Die MOPO hat im Bundesministerium für Bildung und Forschung (BMBF) nachgefragt. „Aufstieg durch Bildung ist ein zentrales Anliegen“, sagte eine Sprecherin, „ein Studium darf nicht vom Geldbeutel der Eltern abhängen“. Das Ministerium habe sich „im Interesse derzeitiger und künftiger Kreditnehmer“ mit der KfW darüber ausgetauscht, ob die Zinsen stabil gehalten oder sogar gesenkt werden können – und eine Absage kassiert.
Bildungsministerium: „Keine Option, KfW-Studienkredit mit Bundesmitteln zu unterstützen“
„Angesichts der klaren Konzeption als Eigenmittelprogramm und der Haushaltslage, war es schlussendlich auch keine Option, den KfW-Studienkredit mit Bundesmitteln zu unterstützen“, sagte die Sprecherin. CDU und SPD hatten bei der Einführung 2006 beschlossen, dass sich das Angebot nicht belastend auf den Bundeshaushalt auswirken darf.

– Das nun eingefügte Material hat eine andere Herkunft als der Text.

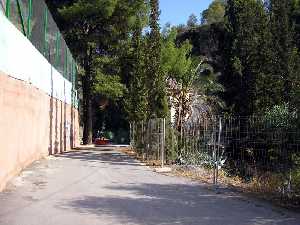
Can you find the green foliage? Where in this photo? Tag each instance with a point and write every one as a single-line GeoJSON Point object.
{"type": "Point", "coordinates": [281, 116]}
{"type": "Point", "coordinates": [215, 12]}
{"type": "Point", "coordinates": [192, 21]}
{"type": "Point", "coordinates": [175, 60]}
{"type": "Point", "coordinates": [157, 98]}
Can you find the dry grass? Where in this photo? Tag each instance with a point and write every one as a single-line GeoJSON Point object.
{"type": "Point", "coordinates": [263, 187]}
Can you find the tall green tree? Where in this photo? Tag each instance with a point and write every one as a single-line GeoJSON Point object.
{"type": "Point", "coordinates": [285, 56]}
{"type": "Point", "coordinates": [192, 21]}
{"type": "Point", "coordinates": [158, 106]}
{"type": "Point", "coordinates": [215, 12]}
{"type": "Point", "coordinates": [97, 31]}
{"type": "Point", "coordinates": [247, 52]}
{"type": "Point", "coordinates": [136, 100]}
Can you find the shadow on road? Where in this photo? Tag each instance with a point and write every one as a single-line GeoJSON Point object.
{"type": "Point", "coordinates": [102, 156]}
{"type": "Point", "coordinates": [154, 204]}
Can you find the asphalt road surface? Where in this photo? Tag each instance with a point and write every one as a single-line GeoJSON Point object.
{"type": "Point", "coordinates": [106, 187]}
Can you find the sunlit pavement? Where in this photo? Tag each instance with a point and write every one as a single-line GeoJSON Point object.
{"type": "Point", "coordinates": [106, 187]}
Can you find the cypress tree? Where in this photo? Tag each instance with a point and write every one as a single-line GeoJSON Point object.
{"type": "Point", "coordinates": [285, 62]}
{"type": "Point", "coordinates": [246, 55]}
{"type": "Point", "coordinates": [158, 106]}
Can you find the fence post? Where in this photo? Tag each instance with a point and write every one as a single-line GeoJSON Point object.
{"type": "Point", "coordinates": [7, 9]}
{"type": "Point", "coordinates": [163, 141]}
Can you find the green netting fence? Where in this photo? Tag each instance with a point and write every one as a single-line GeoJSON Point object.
{"type": "Point", "coordinates": [34, 20]}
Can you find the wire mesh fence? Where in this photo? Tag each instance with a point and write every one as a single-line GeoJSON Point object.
{"type": "Point", "coordinates": [34, 20]}
{"type": "Point", "coordinates": [248, 147]}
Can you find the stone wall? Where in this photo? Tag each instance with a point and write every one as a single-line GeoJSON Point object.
{"type": "Point", "coordinates": [32, 125]}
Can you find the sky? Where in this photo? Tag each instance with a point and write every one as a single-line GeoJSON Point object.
{"type": "Point", "coordinates": [178, 11]}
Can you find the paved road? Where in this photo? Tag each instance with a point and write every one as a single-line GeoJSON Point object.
{"type": "Point", "coordinates": [106, 187]}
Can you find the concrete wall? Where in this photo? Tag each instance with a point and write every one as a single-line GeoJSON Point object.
{"type": "Point", "coordinates": [36, 116]}
{"type": "Point", "coordinates": [32, 125]}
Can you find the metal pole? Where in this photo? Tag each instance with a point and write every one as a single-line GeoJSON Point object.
{"type": "Point", "coordinates": [45, 32]}
{"type": "Point", "coordinates": [7, 9]}
{"type": "Point", "coordinates": [163, 141]}
{"type": "Point", "coordinates": [21, 17]}
{"type": "Point", "coordinates": [218, 149]}
{"type": "Point", "coordinates": [29, 20]}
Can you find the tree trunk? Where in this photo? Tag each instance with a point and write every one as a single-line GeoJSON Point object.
{"type": "Point", "coordinates": [87, 105]}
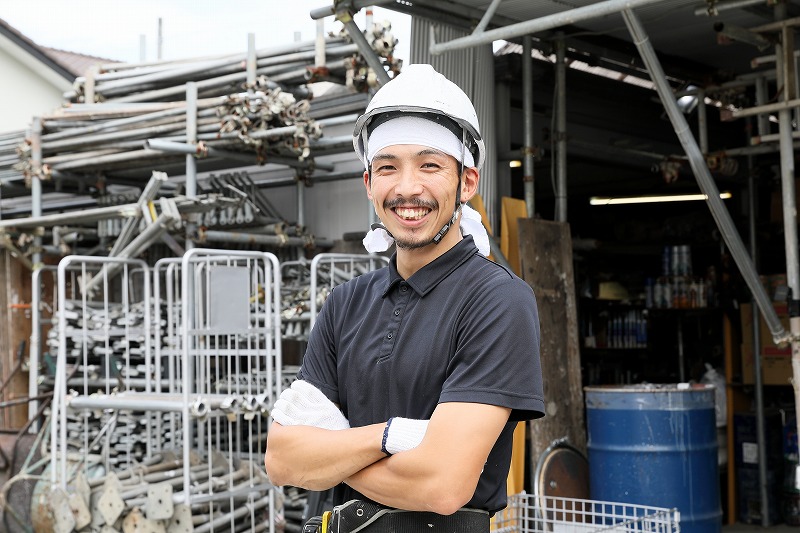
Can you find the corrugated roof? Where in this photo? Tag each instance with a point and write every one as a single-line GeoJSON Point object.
{"type": "Point", "coordinates": [69, 65]}
{"type": "Point", "coordinates": [76, 63]}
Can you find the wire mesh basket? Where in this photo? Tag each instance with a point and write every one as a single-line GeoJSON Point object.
{"type": "Point", "coordinates": [528, 513]}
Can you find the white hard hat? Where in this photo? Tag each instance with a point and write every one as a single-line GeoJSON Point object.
{"type": "Point", "coordinates": [420, 89]}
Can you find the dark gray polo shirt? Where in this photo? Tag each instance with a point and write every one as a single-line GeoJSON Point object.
{"type": "Point", "coordinates": [461, 329]}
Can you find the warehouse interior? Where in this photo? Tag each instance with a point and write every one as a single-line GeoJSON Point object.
{"type": "Point", "coordinates": [124, 212]}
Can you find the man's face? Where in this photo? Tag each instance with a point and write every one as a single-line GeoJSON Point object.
{"type": "Point", "coordinates": [414, 192]}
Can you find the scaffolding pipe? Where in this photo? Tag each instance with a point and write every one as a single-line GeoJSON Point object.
{"type": "Point", "coordinates": [703, 176]}
{"type": "Point", "coordinates": [250, 238]}
{"type": "Point", "coordinates": [756, 347]}
{"type": "Point", "coordinates": [561, 129]}
{"type": "Point", "coordinates": [319, 46]}
{"type": "Point", "coordinates": [36, 185]}
{"type": "Point", "coordinates": [537, 25]}
{"type": "Point", "coordinates": [191, 163]}
{"type": "Point", "coordinates": [715, 8]}
{"type": "Point", "coordinates": [251, 60]}
{"type": "Point", "coordinates": [185, 205]}
{"type": "Point", "coordinates": [786, 78]}
{"type": "Point", "coordinates": [487, 17]}
{"type": "Point", "coordinates": [330, 9]}
{"type": "Point", "coordinates": [372, 59]}
{"type": "Point", "coordinates": [527, 112]}
{"type": "Point", "coordinates": [35, 344]}
{"type": "Point", "coordinates": [702, 121]}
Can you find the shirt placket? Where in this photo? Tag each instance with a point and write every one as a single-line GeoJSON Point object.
{"type": "Point", "coordinates": [400, 302]}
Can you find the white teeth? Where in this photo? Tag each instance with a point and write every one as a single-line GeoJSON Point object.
{"type": "Point", "coordinates": [412, 214]}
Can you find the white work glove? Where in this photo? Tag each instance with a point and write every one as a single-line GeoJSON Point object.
{"type": "Point", "coordinates": [402, 434]}
{"type": "Point", "coordinates": [305, 405]}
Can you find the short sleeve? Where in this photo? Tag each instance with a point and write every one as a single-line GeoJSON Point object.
{"type": "Point", "coordinates": [496, 360]}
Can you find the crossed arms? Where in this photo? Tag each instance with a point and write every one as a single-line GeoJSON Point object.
{"type": "Point", "coordinates": [439, 474]}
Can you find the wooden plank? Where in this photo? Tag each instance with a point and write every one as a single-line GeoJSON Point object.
{"type": "Point", "coordinates": [546, 263]}
{"type": "Point", "coordinates": [512, 211]}
{"type": "Point", "coordinates": [15, 317]}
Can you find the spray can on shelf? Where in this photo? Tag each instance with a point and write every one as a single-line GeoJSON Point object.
{"type": "Point", "coordinates": [666, 261]}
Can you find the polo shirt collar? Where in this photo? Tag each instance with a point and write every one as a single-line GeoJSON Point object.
{"type": "Point", "coordinates": [425, 279]}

Die KfW wiederum empfiehlt Studierenden, sich nicht allein auf ihr Angebot zu verlassen. „Der KfW-Studienkredit kann ein Baustein unter vielen in der Studienfinanzierung sein und z.B. für laufende Kosten genutzt werden, die nicht durch BAföG, einen Nebenjob oder Unterstützung der Familie abgedeckt werden können“, sagte die Sprecherin. (Ex-)Studierenden, die schon längst in der Schuldenfalle stecken, hilft das kaum. Für sie wird das Thema Privatinsolvenz immer interessanter. Die ist immerhin schon nach spätestens sechs Jahren abgeschlossen – und nicht erst nach einem Vierteljahrhundert.